Revient alors un argument fréquemment entendu chez les salariés : souhaiter travailler plus longtemps exige que les employeurs l’acceptent ; alors qu’aujourd’hui ils exercent plutôt une pression contraire poussant l’employé sénior au départ.
On perçoit ainsi la responsabilité et le rôle déterminant de l’entreprise dans la résolution de cette équation sociale majeure : assurer les moyens de financement des assurances retraite par l’emploi des aînés.
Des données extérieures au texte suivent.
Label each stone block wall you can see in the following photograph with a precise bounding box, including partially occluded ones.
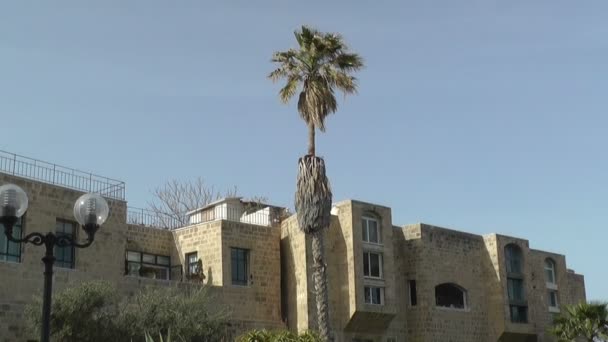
[0,173,126,341]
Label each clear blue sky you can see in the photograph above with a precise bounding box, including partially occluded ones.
[0,0,608,299]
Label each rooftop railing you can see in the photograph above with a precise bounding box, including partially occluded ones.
[127,207,187,230]
[127,207,281,230]
[0,150,125,201]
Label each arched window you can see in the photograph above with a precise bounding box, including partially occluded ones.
[435,283,467,309]
[361,213,382,244]
[545,258,555,284]
[505,244,523,274]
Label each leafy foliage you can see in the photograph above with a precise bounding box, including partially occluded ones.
[25,282,119,342]
[26,282,226,342]
[237,330,322,342]
[550,303,608,342]
[268,26,363,155]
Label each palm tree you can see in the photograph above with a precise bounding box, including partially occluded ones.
[268,26,363,341]
[550,303,608,342]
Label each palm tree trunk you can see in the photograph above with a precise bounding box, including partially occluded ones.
[308,122,316,156]
[310,230,329,341]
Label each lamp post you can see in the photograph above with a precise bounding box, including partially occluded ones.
[0,184,110,342]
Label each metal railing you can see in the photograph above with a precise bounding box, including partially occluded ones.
[0,150,125,201]
[127,207,187,229]
[127,206,282,230]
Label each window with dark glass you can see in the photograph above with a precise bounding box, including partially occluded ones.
[361,216,382,244]
[55,220,77,268]
[363,252,382,278]
[126,251,171,280]
[230,248,249,286]
[505,244,528,323]
[549,291,559,308]
[409,280,418,306]
[435,284,467,309]
[505,244,523,273]
[0,216,23,262]
[507,278,526,302]
[363,286,384,305]
[509,305,528,323]
[186,252,200,276]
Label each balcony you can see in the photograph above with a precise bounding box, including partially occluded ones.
[127,198,287,230]
[0,150,125,201]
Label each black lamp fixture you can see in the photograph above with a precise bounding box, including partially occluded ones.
[0,184,110,342]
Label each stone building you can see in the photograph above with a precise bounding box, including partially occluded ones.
[0,152,585,342]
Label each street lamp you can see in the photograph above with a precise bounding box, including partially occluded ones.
[0,184,110,342]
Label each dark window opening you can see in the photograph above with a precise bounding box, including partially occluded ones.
[0,216,23,262]
[363,286,384,305]
[507,278,526,302]
[435,284,466,309]
[186,252,200,277]
[509,305,528,323]
[230,248,249,286]
[410,280,418,306]
[126,251,171,280]
[55,220,77,268]
[505,244,523,274]
[363,252,382,278]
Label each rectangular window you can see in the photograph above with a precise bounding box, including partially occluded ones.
[410,280,418,306]
[545,268,555,284]
[549,291,559,308]
[126,251,171,280]
[0,216,23,262]
[363,286,384,305]
[186,252,199,276]
[507,278,526,302]
[363,252,382,278]
[361,217,382,244]
[509,305,528,323]
[55,220,77,268]
[230,248,249,286]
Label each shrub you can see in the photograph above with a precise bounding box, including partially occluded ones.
[237,330,321,342]
[26,282,227,342]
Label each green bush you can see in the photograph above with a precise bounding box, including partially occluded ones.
[237,330,321,342]
[26,282,227,342]
[25,282,121,342]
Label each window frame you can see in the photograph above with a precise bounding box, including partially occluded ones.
[0,215,25,263]
[435,283,469,311]
[547,290,559,311]
[230,247,251,286]
[509,304,528,324]
[53,218,80,269]
[544,258,557,285]
[363,251,384,279]
[363,285,384,306]
[125,249,171,280]
[361,215,382,245]
[184,251,201,277]
[504,243,524,275]
[407,279,418,306]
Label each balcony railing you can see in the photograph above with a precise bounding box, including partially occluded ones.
[127,207,282,230]
[127,207,188,230]
[0,150,125,201]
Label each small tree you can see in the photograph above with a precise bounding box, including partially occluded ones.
[148,177,237,228]
[237,330,322,342]
[26,282,227,342]
[550,303,608,342]
[148,177,267,229]
[25,282,121,342]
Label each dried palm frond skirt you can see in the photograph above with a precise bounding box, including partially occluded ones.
[295,155,332,234]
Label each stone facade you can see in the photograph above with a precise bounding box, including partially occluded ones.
[0,173,585,342]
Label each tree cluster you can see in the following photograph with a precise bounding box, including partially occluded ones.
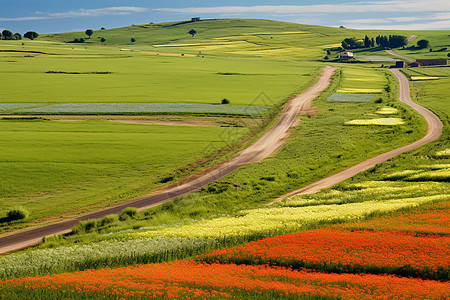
[341,35,408,49]
[375,35,408,48]
[23,31,39,40]
[0,29,34,40]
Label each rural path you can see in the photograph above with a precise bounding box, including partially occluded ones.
[386,50,416,62]
[271,69,443,204]
[0,66,336,254]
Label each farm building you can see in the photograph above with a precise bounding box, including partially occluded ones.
[416,58,448,66]
[339,51,353,59]
[395,61,406,68]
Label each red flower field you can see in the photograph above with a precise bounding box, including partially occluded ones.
[202,229,450,279]
[0,261,450,299]
[333,201,450,235]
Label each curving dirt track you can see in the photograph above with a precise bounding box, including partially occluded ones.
[0,67,336,254]
[271,69,443,204]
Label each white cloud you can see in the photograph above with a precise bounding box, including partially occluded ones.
[340,19,390,24]
[48,6,148,18]
[344,20,450,30]
[0,17,48,22]
[155,0,450,14]
[0,6,148,21]
[340,12,450,30]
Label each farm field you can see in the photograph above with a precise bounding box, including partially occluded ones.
[0,201,450,299]
[0,120,247,230]
[0,41,320,106]
[0,20,450,299]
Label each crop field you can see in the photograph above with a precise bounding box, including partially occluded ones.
[336,67,387,94]
[0,103,271,116]
[0,19,450,300]
[0,120,246,225]
[0,201,449,299]
[0,41,320,106]
[328,93,375,102]
[375,107,399,115]
[345,118,405,126]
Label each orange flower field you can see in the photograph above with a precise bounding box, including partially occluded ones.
[0,203,450,299]
[4,261,450,299]
[202,229,450,279]
[334,201,450,235]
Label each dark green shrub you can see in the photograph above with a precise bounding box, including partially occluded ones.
[259,176,276,181]
[72,220,97,234]
[119,207,137,221]
[6,207,29,221]
[97,215,117,228]
[375,97,383,103]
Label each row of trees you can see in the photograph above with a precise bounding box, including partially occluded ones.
[0,29,39,40]
[341,35,408,49]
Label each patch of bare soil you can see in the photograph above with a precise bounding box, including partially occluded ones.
[0,115,262,127]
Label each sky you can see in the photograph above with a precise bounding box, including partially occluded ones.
[0,0,450,34]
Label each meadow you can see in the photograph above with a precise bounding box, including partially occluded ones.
[0,63,436,277]
[0,20,450,299]
[0,41,320,106]
[0,119,247,230]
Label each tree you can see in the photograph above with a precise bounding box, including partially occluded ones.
[188,29,197,36]
[6,207,29,221]
[364,35,372,48]
[2,29,14,40]
[23,31,39,40]
[417,40,430,49]
[85,29,94,38]
[341,38,364,49]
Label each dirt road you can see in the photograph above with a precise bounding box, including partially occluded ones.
[272,69,443,203]
[0,67,336,254]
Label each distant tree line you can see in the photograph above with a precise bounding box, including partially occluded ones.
[341,35,408,49]
[0,29,39,40]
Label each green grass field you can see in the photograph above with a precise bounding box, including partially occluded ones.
[0,41,320,106]
[336,66,387,94]
[0,120,247,227]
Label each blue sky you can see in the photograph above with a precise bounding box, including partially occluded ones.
[0,0,450,33]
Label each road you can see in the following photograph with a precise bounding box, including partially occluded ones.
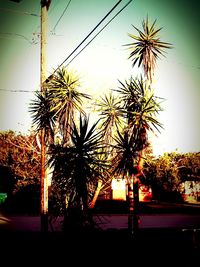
[0,214,200,232]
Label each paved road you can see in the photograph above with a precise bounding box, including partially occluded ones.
[0,214,200,232]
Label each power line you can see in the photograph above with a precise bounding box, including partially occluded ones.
[0,88,36,93]
[52,0,71,33]
[66,0,133,66]
[50,0,122,79]
[0,8,40,17]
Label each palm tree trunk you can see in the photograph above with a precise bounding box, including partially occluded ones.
[89,179,103,209]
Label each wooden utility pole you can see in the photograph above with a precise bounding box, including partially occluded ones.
[40,0,50,232]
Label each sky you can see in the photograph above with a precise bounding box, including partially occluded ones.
[0,0,200,155]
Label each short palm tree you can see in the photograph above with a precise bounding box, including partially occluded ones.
[126,17,172,82]
[49,115,107,232]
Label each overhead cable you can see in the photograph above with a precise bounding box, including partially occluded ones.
[66,0,133,66]
[47,0,122,76]
[52,0,71,32]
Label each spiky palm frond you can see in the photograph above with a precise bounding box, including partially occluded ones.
[46,67,90,140]
[125,17,172,82]
[49,116,107,211]
[29,91,56,142]
[96,93,124,145]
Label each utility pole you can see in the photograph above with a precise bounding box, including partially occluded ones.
[40,0,51,233]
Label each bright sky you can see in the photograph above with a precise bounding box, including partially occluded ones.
[0,0,200,157]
D’abord, changeons le paradigme né à la fin des années 70 et visant à faciliter les restructurations par le départ -favorisé par les pouvoirs publics- des pré-retraitables de plus en plus jeunes. Cette politique, devenue état d’esprit, a fini par créer au sein des organisations une véritable discrimination entre générations, faisant, progressivement et insidieusement, remonter la séniorité jusqu’aux collaborateurs de… 45 ans. Ainsi s’est créée, selon le sociologue Serge Guérin, une nouvelle classe d’âge, les « Quincados » (45/65 ans) précédant celle des retraités.
Inversons alors notre mode de pensée : considérons le senior comme un atout à valoriser par et pour l’entreprise, comme un investissement justifiant son coût, comme une personne susceptible d’une adaptation de son poste à son état physique.
Plusieurs pistes méritent l’exploration :
En priorité, la formation continue apparaît le facteur clé. « Une partie des enfants naissant aujourd’hui vivront cent ans. Comment imaginer qu’ils arrêteront de se former à 25 ans ? (M. Scarpetta OCDE). Au-delà des organismes privés ou publics, l’entreprise doit rester, ou devenir, un acteur de mise à jour permanente des savoirs, pour son développement, pour celui de ses collaborateurs.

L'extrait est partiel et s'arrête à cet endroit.